Ho vissuto in posti vari, ho viaggiato non tanto ma abbastanza per dire che non c'è nulla che mi piaccia tanto come la brezza del mediterraneo. Che spiri a Barcellona, a Salerno, a Rimini o a Spalato, la brezza estiva del mediterraneo ha una cadenza e un odore diversi da quelli degli altri venti che hanno accarezzato la mia pelle. Non ha nulla di aggressivo, è quasi un massaggio benevolo ai tuoi muscoli e al tuo cervello che ti sussurra all'orecchio di rilassarti come se fosse una soffusa musica per esercizi yoga.

Fa quasi strano pensare che si usa per questa brezza da cittá di mare la parola vento, la stessa parola usata per quell'aria aggressiva e gelida che ardeva le nostre pelli nella Città proibita a Natale, la stessa parola usata per quel sussulto repentino che ti fa fare due 2 metri in un solo passo e ti annebbia il cervello con l'odore di una salsedine diversa, aggressiva, quasi centenaria a Galway.

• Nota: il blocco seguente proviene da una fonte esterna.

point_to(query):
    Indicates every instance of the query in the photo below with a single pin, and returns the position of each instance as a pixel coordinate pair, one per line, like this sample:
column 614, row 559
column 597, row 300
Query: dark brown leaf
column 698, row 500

Sei scatoloni di un supermercato regnano nel mio minuscolo soggiorno mentre mi abbandono alla pigrizia estiva e mi faccio cullare dal refolo nella speranza che tutte le incombenze pratiche che mi aspettano da qui a un mese si dileguino nel lieve ondeggiare del vento di mare. Mi adagio nell'onda pensando a quando, in una terra grigia e piovosa, la mia pelle anelerà alla calura estiva, la mia bocca avida cercherà pomodori, cetrioli, albicocche, melenzane e tutte quelle leccornie che la terra ci regala sul mediterraneo, e il mio corpo troverà consolazione nell'abbraccio caldo di un montanaro paffuto di pelle bianca come la neve.